I am always adding books to my Masonic library and on the look out for new additions.  The problem comes in finding some of the classics, and if I do get my hands on them, like an original Builders by Newton or an original set of Mackey's encyclopedias, I definitely don't want to handle them more than necessary.  I wanted a spare copy of Mackey's book of Masonic jurisprudence that I wouldn't mind handling a lot or even marking up with notes as needed. While looking for a decent affordable copy I came across a softcover reprint on Amazon for less than $14 from a company called Forgotten Books that looked exactly like what I needed.  After ordering it [thank you Prime] I decided to see what other Masonic titles that Forgotten Books had in reprint and was immediately blown away by how many titles they had.  If you are looking for an out of print or hard to find Masonic book, check them out.  I am sure I will be adding more of them to my collection.

https://www.forgottenbooks.com/en/Esoteric/Freemasonry


----------



## LK600 (Oct 11, 2018)

I am always looking to increase my knowledge and library as well.  I will definitely take a look, thank you!


----------



## SivadSemaj (Apr 17, 2019)

Brother, is there a book that explains why we do the ritual in lodge? Seems like a lot of hand/footwork to not have very deep meaning...


----------



## Winter (Apr 17, 2019)

SivadSemaj said:


> Brother, is there a book that explains why we do the ritual in lodge? Seems like a lot of hand/footwork to not have very deep meaning...


Are you saying our ritual we do in lodge has no deep meaning? May I ask why grand lodge you belong to? 
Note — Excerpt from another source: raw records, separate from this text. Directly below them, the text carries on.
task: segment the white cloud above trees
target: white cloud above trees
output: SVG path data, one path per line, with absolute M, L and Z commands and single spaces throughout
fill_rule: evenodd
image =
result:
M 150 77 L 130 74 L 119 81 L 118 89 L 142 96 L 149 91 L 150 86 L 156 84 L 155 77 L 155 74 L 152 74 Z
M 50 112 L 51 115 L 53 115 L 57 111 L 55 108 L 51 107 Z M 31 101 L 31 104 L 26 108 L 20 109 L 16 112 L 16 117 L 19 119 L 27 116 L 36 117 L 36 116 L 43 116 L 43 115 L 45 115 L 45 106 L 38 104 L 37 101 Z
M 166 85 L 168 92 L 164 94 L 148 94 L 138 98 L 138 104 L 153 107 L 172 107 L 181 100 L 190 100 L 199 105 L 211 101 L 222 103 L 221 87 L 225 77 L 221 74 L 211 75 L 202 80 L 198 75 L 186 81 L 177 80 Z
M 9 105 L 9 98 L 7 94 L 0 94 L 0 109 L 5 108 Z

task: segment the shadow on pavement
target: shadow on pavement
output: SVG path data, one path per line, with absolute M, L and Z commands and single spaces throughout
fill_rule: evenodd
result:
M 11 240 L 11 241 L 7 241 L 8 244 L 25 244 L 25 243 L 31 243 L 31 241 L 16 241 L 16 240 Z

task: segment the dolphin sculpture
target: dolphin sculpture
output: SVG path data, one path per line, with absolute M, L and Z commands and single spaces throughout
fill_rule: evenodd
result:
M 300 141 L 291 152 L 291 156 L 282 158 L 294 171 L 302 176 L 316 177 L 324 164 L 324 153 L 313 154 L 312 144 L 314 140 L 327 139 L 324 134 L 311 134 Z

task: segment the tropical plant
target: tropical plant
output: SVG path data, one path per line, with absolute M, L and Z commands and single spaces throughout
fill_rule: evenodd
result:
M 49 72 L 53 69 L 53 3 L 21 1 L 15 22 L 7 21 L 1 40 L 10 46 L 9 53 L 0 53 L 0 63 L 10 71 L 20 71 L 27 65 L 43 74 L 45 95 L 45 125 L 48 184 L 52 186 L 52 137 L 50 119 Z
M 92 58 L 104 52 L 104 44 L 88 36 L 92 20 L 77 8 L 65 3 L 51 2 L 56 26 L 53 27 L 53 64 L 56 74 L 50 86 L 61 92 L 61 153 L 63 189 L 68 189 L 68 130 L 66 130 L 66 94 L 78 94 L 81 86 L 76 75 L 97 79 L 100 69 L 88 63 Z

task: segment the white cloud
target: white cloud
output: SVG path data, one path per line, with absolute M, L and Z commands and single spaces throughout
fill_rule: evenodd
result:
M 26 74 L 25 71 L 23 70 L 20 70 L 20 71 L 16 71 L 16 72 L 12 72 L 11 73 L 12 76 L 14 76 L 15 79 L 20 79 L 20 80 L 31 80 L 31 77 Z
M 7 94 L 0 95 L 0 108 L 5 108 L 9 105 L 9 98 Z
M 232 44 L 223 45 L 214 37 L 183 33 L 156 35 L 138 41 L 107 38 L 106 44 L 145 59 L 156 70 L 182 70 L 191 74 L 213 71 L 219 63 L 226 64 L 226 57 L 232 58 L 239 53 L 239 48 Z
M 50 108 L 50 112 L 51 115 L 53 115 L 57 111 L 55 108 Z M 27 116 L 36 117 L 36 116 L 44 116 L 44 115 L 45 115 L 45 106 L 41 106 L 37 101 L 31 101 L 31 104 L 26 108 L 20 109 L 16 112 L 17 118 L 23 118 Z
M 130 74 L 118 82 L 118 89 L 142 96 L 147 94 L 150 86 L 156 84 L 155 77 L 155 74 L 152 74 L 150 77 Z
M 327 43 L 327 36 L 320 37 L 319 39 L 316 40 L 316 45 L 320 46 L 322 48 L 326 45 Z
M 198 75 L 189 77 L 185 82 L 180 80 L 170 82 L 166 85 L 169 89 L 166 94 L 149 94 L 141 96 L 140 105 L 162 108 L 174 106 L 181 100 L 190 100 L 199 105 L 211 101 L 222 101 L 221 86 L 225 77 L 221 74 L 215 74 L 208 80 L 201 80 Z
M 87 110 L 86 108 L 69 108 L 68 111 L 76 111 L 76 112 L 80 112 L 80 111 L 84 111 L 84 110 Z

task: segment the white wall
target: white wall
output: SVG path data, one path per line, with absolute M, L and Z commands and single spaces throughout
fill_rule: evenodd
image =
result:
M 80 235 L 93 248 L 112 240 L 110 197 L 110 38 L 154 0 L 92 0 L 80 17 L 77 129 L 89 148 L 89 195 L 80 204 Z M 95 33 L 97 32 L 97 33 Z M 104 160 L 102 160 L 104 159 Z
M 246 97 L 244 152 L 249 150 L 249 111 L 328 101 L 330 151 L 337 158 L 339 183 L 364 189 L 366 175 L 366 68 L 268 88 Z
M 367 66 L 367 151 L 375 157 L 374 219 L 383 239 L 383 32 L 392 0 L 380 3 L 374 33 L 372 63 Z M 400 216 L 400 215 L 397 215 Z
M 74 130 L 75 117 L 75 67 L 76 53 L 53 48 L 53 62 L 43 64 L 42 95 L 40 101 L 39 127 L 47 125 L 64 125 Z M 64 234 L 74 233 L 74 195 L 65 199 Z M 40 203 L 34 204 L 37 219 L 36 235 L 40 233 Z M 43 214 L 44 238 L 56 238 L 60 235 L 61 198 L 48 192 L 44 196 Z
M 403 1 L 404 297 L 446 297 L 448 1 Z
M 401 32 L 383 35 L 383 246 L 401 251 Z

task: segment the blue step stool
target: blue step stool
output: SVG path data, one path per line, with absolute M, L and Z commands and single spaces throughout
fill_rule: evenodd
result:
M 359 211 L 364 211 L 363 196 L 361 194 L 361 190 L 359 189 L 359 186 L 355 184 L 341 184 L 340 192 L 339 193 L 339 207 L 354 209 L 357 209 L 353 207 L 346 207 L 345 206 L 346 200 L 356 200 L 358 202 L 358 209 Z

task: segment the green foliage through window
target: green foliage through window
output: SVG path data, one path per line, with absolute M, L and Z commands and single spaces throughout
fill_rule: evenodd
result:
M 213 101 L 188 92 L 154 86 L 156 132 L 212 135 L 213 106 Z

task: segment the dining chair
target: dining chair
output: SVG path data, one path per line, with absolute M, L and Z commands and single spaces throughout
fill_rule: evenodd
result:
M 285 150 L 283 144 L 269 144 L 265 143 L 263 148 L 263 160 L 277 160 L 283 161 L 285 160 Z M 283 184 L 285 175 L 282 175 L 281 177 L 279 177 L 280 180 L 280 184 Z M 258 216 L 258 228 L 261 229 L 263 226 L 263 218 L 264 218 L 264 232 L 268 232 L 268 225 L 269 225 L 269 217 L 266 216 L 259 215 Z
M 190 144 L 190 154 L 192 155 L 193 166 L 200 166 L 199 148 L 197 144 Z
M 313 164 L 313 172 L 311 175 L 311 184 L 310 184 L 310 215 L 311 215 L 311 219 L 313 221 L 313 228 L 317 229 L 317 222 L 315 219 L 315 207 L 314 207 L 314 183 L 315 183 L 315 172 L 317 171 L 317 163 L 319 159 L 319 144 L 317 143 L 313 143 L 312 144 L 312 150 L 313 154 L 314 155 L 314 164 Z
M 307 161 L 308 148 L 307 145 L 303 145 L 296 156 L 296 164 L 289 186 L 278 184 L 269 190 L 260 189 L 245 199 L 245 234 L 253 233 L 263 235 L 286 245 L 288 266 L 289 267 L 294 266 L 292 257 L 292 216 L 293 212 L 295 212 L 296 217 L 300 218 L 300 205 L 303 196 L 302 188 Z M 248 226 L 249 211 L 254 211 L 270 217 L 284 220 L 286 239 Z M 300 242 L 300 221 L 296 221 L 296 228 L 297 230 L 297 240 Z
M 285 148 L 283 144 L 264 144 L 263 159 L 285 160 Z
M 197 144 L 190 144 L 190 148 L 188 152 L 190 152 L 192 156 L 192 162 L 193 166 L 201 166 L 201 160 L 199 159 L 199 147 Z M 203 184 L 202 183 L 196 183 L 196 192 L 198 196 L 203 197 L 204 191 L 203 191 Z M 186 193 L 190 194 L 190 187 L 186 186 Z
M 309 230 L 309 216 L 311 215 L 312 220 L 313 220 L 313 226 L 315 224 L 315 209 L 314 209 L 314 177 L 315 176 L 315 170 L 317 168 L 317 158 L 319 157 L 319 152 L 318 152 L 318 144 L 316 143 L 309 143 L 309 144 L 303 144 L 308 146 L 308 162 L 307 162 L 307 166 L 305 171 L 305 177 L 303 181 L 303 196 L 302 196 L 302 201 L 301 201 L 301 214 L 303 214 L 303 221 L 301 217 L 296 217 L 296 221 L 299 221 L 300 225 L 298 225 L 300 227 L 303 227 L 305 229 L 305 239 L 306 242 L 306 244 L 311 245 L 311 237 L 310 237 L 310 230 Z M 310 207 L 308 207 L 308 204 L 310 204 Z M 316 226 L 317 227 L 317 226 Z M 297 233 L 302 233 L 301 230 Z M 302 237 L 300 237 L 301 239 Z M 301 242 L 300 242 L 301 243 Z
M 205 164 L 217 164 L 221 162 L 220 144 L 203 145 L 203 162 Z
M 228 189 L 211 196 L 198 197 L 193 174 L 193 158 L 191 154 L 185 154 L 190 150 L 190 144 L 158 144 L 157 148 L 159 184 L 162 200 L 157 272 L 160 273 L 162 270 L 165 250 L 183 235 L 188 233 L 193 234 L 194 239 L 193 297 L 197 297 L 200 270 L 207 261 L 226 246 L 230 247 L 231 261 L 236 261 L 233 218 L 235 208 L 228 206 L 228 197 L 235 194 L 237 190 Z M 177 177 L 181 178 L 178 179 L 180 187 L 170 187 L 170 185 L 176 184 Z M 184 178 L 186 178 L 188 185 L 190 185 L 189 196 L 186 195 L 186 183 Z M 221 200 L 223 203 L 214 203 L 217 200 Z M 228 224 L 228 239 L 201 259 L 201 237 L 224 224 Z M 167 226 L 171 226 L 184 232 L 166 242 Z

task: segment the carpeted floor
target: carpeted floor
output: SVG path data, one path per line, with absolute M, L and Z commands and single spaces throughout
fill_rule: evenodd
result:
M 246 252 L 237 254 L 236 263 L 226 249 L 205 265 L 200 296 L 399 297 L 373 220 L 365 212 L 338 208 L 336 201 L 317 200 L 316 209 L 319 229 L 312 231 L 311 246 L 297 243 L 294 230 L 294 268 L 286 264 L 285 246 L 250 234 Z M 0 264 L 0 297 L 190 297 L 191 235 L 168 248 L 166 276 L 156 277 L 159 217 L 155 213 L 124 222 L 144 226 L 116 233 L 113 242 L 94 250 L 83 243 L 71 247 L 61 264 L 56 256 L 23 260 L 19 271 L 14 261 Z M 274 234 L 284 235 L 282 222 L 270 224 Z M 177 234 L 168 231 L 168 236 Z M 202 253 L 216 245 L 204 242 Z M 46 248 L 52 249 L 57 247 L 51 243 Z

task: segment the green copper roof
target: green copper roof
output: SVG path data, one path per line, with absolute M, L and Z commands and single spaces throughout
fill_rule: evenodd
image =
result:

Transmitted via R5 astromech using Tapatalk Galactic


----------



## SivadSemaj (Apr 17, 2019)

To the contrary I’m saying it DOES have a deep meaning and I’m interested in reading up on it. Sorry if that wasn’t clear.


----------



## Winter (Apr 17, 2019)

SivadSemaj said:


> To the contrary I’m saying it DOES have a deep meaning and I’m interested in reading up on it. Sorry if that wasn’t clear.



I figured I was reading that wrong! lol You're GLof PA, so you have an amazing resource to in the Academy of Masonic Knowledge.  I would suggest you begin there.

https://pamasonicacademy.org/


----------